Wednesday, August 5, 2015
"Oxfords, not Brogues" - Kingsman: The Secret Service
Those Scots, ya gotta love 'em. And I confess I love Mark Millar, the prolific and rather unhinged comic book mastermind who's authored everything from Civil War to Wanted to Kick-Ass. He has a cinematic style that's over the top, putting it mildly. He's also got a deep breadth of fond knowledge of the spy genre, so a movie like Kingsman: The Secret Service was inevitable. That it attracted a director of Matthew Vaughn's sensibilities might just be serendipity.
Going in, you should know that Kingsman is first and foremost two things - incredibly funny, and possibly the most violent film you can imagine. You're going to have to get some peanut butter on your chocolate, and that peanut butter - it's chunky.
Taron Egerton is Gary "Eggsy" Unwin, an orphaned London street tough who finds himself recruited by a beyond-secret group of British agents - The Kingsmen. Harry Hart (Colin Firth) might just as well be called John Steed - impeccably attired, Firth is the epitome of the English Gentleman spy, whose posh exterior belies the fact that he's a lethal master of combat that might cause James Bond to raise an eyebrow. Feeling a debt is owed, Harry recruits Eggsy as a candidate Kingsman - one of several young protégées who must vie for a job opening in a fantastic series of increasingly dangerous tests to see who's the last one standing. Meanwhile, a tech billionaire uber-villain (Thamuel L. Jackthon) is unrolling a scheme that threatens...the fate of the very world. Vaughn (Layer Cake, Kick-Ass, X-Men: First Class) is on familiar turf when it comes to sixties style and Brit cloak and dagger - he gets Millar's humor and charges toward the R-rating with unhinged glee. Some of the riffs may have you thinking, Is this Austin Powers? But Kingman takes the idea of style to an extreme degree - it's all Savile Row, not Carnaby Street.

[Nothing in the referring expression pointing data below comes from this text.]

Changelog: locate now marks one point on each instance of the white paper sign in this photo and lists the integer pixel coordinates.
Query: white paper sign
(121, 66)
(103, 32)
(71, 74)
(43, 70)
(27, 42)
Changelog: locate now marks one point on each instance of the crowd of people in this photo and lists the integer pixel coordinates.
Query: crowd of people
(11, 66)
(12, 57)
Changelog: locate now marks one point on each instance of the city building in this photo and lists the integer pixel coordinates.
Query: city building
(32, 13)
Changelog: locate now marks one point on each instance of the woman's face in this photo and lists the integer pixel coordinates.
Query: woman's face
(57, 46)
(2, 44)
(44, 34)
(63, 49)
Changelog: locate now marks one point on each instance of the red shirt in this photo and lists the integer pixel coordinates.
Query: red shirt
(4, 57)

The opening sequences of Kingsman are spectacular and attention-getting in a major way. The setup of Harry revealing the Kingsman universe and code to Eggsy make a superb, hilarious origin story.
But I ran into two significant issues with the picture, one of which is just poor timing. I had the bad luck to watch Kingsman shortly after this June's Charleston, South Carolina Church Massacre - and there's a sequence here that's going to be a severe deal-breaker for some. If I did not have the horrors of that real life event in mind, how would I have viewed this scene? Would I have just grinned at the Paul Verhoeven excess? So I felt tainted and that skewed me. It's going to go down as an infamous sequence, that's for certain.
The other thing's hard to talk about and stay non-spoilery. Let's just say that some impressions are so indelible and world-perfect that the world doesn't always survive their departure. I had a hopeful expectation about that, which unfortunately never materialized in the third act.
Still - Kingsman is fierce satire with a capital S. Millar and Vaughn are tweaking genre conventions, English society, violence, climate change, the aristocracy and everything in between. There's some meta-winking and wall-breaking that you just have to go with. Kingsman - and its characters - are unquestionably aware of self. But the characters and story really grab you, and while I probably sound vague and unsatisfied, I'm really not. Kingsman is terrifically entertaining - and very much in your face. Any action fan, and particularly any Bond fan, will not want to miss it. I suspect I'm going to overcome any speed bumps I had on a second viewing, which I'm definitely excited for. There's also one of the best cameos in Kingsman that I've ever seen - but there's no way I'm spoiling that for you here.
The spy genre is alive and well, ladies and gentlemen. Just take care not to get too much blood on your suit.